Senator Sanders answered all of that question with this. He says, excitement is the key to electability. He can bring in newer voters, younger voters, a new coalition that will help Democrats beat President Trump in November.

So, John and Alisyn, no question here in the final week of campaigning, as Senator Sanders is back in Washington with those other senators who are running for president, it is up for grabs in this state. Too close to call. But one thing is clear, Bernie Sanders on the rise, his rivals are nervous.


BERMAN: All right, Jeff. Jeff Zeleny in Iowa for us. Thanks very much.

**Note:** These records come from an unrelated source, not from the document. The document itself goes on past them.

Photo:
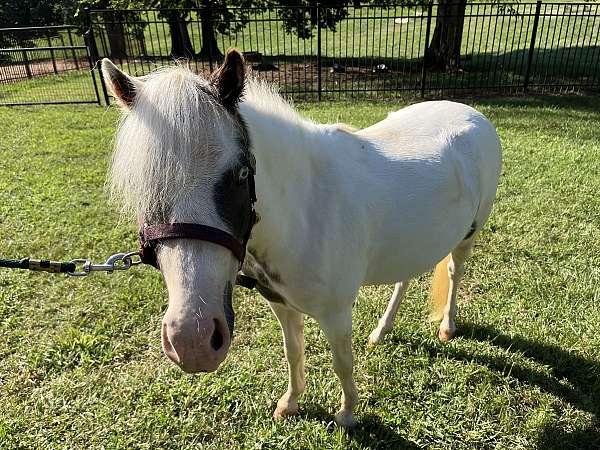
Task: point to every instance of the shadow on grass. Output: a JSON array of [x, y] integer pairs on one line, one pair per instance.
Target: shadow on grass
[[370, 432], [574, 379]]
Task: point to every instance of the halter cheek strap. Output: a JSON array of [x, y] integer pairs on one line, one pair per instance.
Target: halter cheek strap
[[150, 235]]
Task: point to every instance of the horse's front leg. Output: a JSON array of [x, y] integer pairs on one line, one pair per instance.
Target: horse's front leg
[[292, 325], [338, 330]]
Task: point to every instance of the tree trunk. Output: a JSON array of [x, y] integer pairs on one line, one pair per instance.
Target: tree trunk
[[444, 49], [116, 36], [181, 44], [210, 48]]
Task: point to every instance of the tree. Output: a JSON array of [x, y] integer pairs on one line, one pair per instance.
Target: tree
[[444, 49], [302, 21]]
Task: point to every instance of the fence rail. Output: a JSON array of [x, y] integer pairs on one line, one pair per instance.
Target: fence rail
[[431, 50], [45, 65]]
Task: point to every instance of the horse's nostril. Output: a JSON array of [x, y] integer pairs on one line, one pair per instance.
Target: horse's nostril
[[216, 340]]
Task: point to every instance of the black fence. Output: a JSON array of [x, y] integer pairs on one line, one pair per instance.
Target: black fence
[[45, 65], [483, 48], [431, 51]]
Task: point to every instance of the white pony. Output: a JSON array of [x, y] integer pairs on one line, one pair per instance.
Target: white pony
[[338, 209]]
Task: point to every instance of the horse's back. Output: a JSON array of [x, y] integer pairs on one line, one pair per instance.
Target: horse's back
[[439, 175]]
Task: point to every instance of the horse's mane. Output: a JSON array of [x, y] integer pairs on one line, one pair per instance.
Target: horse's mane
[[265, 98], [156, 156]]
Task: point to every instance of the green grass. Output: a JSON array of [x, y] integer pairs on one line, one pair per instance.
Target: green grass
[[76, 85], [80, 359]]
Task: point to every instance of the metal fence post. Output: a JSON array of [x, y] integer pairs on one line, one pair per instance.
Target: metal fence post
[[26, 64], [536, 21], [208, 17], [319, 62], [93, 54], [427, 31]]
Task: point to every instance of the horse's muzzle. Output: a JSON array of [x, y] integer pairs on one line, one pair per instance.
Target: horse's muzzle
[[196, 344]]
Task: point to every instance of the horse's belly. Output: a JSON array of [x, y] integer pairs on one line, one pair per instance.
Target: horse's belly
[[412, 248]]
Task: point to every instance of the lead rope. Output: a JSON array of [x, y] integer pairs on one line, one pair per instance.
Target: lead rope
[[118, 261]]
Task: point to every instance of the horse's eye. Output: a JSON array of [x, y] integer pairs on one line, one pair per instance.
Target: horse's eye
[[243, 174]]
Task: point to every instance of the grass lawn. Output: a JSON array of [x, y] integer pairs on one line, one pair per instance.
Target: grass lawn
[[80, 359]]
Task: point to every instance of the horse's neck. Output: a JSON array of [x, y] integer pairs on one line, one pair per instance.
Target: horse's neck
[[286, 152]]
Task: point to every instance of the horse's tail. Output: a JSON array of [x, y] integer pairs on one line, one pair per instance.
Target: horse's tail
[[439, 289]]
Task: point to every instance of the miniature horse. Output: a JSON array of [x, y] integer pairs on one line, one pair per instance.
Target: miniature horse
[[337, 209]]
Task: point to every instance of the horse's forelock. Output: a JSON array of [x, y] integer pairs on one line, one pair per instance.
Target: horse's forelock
[[168, 143]]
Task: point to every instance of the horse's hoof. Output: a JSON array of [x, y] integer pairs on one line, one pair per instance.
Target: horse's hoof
[[374, 339], [281, 412], [445, 335], [345, 419]]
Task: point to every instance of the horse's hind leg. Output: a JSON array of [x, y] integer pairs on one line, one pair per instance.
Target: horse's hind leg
[[446, 279], [386, 322]]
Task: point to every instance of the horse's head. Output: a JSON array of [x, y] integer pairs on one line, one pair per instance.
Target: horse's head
[[181, 156]]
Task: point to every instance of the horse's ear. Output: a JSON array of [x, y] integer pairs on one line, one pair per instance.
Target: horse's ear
[[122, 86], [228, 79]]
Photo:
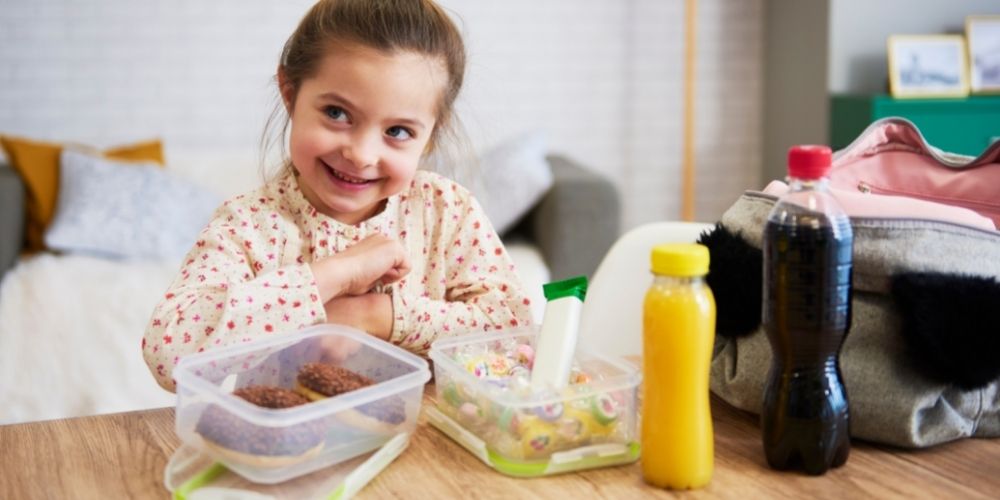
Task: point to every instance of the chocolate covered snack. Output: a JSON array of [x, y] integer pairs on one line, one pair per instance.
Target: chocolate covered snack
[[320, 380], [261, 446]]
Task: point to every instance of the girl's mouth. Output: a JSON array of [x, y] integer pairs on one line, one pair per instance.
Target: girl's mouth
[[341, 177]]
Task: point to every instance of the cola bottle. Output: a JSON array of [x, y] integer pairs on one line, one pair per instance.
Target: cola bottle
[[806, 314]]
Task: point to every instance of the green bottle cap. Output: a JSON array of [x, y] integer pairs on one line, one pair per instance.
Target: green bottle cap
[[572, 287]]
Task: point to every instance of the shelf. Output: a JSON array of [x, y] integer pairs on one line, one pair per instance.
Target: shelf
[[964, 125]]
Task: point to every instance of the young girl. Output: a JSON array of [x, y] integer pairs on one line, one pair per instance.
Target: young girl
[[350, 232]]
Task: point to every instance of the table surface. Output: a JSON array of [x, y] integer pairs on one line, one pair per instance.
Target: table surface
[[123, 455]]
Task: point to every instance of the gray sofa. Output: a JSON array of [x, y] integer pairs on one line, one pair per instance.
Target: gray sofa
[[573, 225]]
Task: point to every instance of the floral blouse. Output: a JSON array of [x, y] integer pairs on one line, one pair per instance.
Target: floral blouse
[[248, 275]]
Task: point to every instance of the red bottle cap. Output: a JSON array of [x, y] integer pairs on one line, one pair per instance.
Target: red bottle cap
[[808, 162]]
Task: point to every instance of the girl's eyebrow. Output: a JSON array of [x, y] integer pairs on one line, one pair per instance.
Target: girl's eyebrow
[[332, 96]]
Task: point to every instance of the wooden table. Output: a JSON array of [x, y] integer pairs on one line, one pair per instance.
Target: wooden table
[[123, 456]]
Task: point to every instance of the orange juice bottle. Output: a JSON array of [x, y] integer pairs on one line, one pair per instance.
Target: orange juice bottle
[[678, 332]]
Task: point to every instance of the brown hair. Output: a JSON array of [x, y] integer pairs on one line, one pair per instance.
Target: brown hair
[[387, 25]]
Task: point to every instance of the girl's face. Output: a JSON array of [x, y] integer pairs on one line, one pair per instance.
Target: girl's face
[[360, 126]]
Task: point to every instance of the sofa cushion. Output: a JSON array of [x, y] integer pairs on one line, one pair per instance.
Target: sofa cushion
[[37, 163], [142, 211], [515, 175]]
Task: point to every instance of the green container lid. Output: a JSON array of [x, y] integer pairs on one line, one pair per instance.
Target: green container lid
[[571, 287]]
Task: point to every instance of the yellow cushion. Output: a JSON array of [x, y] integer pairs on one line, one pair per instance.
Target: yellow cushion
[[38, 165]]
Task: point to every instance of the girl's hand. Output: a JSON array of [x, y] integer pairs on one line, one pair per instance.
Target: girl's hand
[[371, 312], [377, 259]]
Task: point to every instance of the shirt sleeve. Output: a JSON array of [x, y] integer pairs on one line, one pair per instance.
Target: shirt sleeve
[[226, 293], [482, 290]]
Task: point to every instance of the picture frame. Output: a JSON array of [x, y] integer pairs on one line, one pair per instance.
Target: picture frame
[[983, 35], [923, 66]]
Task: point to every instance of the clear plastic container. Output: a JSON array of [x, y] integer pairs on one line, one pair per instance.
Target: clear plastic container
[[272, 445], [520, 431]]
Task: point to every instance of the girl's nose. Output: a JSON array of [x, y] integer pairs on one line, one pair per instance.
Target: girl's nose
[[362, 151]]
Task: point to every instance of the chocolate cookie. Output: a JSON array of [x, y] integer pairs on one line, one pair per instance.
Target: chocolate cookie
[[256, 445], [319, 380]]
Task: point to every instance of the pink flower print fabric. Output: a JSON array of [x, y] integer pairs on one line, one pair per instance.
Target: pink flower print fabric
[[248, 275]]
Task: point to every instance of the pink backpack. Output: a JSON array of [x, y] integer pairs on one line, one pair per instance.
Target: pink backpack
[[890, 171], [921, 362]]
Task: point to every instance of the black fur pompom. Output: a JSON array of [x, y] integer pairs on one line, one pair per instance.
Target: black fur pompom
[[951, 325], [735, 278]]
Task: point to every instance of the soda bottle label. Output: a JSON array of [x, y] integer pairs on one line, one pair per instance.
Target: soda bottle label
[[813, 268]]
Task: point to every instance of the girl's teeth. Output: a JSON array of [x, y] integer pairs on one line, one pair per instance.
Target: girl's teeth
[[346, 178]]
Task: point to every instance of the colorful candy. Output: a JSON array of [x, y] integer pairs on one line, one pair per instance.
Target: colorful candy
[[537, 437], [525, 355], [549, 412], [604, 409]]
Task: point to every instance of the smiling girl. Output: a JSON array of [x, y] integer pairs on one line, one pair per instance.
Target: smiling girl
[[351, 231]]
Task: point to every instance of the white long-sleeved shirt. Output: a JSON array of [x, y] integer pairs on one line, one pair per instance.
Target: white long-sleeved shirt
[[248, 275]]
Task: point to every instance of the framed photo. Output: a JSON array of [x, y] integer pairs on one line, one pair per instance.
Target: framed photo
[[927, 66], [983, 33]]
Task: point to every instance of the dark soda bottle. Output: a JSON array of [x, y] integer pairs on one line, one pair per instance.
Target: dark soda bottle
[[806, 314]]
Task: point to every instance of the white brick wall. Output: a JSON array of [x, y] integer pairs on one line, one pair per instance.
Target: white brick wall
[[602, 77]]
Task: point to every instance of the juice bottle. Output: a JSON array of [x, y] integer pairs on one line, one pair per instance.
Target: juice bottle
[[678, 333], [806, 314]]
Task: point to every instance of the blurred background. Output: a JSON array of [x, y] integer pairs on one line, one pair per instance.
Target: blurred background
[[602, 78]]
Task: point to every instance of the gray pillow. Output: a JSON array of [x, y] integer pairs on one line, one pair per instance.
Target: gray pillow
[[515, 176], [134, 210]]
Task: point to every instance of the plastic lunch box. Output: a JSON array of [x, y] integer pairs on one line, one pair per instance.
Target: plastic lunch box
[[523, 432], [286, 443]]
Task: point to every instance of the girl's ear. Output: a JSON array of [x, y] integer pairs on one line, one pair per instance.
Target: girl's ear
[[286, 89]]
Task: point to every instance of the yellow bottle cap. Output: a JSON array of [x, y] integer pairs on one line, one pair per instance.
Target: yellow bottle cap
[[680, 259]]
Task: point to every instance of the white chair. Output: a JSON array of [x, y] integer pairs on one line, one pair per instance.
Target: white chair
[[611, 318]]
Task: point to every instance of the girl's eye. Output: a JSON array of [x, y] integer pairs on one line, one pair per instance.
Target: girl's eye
[[400, 133], [336, 113]]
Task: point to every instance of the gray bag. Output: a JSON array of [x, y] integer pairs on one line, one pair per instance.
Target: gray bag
[[922, 357]]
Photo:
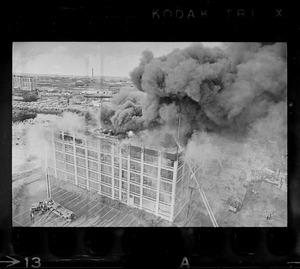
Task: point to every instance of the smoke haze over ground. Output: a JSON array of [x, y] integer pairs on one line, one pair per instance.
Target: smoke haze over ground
[[224, 97], [223, 94]]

CAMEROTA: We're following breaking news.

There has been a big development in the impeachment trial.

NEW DAY continues right now.


UNIDENTIFIED MALE: Kobe all the way. Reverse layup is good.


UNIDENTIFIED FEMALE: Kobe Bryant, the five-time NBA champion, has been killed in a helicopter crash.

UNIDENTIFIED MALE: His loss is epic and the grief incalculable.

UNIDENTIFIED MALE: He inspired a whole generation.